The nearly three-minute song, recorded in Calgary, took several weeks to write and another month was required to create the video. The project was a labour of love for Raffi and all those involved, and he believes the song has the potential to be his biggest yet.
“We’ve got one anthem for the game, which is Stompin’ Tom’s, and if there’s room to have another anthem by Stompin’ Raffi, I’m all for it,” he laughed.
Raffi has been in the music business for more than 35 years and if you’re like me, you grew up on his catchy tunes. If you’re like me, you also believed Raffi was a character like all the other children’s performers out there, and not a real person.
He’s real all right, as are his messages of spreading fun, fair play and respect, that have been heard worldwide. He knew one day he’d write a hockey song and the 63-year-old Armenian-Canadian is immensely proud of On Hockey Days.
Raffi’s love of our national past time began at age 10 when he came to Canada as an immigrant. He was drawn to the game instantly and his first English compositions were imitations of Foster Hewitt calling play-by-play of Hockey Night in Canada games, usually featuring the Toronto Maple Leafs, his favourite team.
When Raffi moved to the West Coast in 1990, a new team caught his attention and he’s been along for the ride with the Canucks ever since. Although he never played hockey as a child, he and his brother were table hockey kings, so much so they’d curve the sticks of the metallic hockey players so they could shoot top shelf.
Raffi was raised in hockey and he’s now produced a song to help raise the respect level for the game and the unsung heroes who make playing it possible.

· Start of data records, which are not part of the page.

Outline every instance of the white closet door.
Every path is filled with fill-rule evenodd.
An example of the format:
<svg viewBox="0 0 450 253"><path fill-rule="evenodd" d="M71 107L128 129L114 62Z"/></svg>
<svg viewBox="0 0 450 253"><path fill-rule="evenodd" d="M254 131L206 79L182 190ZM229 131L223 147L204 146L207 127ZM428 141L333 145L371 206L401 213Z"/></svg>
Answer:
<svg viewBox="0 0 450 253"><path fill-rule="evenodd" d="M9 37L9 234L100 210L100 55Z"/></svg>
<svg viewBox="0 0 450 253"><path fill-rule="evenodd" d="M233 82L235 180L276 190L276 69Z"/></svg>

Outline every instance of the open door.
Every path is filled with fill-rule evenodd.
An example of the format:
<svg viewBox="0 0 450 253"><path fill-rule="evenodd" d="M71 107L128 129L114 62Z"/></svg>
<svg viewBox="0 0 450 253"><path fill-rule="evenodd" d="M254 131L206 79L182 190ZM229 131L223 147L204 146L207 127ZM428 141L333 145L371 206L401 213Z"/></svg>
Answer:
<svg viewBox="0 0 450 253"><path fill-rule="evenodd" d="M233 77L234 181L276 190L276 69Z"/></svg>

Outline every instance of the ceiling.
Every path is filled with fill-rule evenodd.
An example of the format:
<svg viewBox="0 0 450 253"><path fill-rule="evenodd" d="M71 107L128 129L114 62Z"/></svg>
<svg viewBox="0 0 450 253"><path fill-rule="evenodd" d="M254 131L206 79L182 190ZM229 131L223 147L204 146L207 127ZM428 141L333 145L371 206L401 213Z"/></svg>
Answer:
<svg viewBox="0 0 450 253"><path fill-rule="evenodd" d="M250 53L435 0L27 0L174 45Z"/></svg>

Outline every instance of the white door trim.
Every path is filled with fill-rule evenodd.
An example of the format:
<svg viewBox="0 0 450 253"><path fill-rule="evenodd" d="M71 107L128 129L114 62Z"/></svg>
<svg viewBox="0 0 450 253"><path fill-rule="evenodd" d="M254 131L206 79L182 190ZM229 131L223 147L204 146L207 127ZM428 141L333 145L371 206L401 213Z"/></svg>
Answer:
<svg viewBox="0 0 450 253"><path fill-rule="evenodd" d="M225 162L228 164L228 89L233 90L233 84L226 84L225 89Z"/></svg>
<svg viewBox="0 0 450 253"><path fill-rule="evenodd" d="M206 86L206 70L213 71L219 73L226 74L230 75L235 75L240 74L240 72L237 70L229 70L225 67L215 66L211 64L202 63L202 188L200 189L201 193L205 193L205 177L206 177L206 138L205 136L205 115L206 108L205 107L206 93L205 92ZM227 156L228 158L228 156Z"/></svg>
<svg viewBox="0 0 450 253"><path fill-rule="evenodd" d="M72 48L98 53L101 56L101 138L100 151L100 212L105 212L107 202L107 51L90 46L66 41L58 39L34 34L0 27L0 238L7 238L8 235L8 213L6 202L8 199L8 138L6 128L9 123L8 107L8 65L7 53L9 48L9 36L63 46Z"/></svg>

“It’s a song born in my pure love of the game, it’s a song about hockey at the grassroots level, hockey families going to the rink and that’s what feeds the NHL. I’ve come up with a hockey song honouring the hockey moms and dads that make the game possible at all levels and again, I’m very proud of it.
“Someday I’m looking forward to is hearing it played at Rogers Arena, can you get on that Derek?”
I’ll try my best Raffi, it’s the least I can do for the man who enriched my childhood with the lyrics “Baby beluga in the deep blue sea, Swim so wild and you swim so free,” and is a superstar to my son today.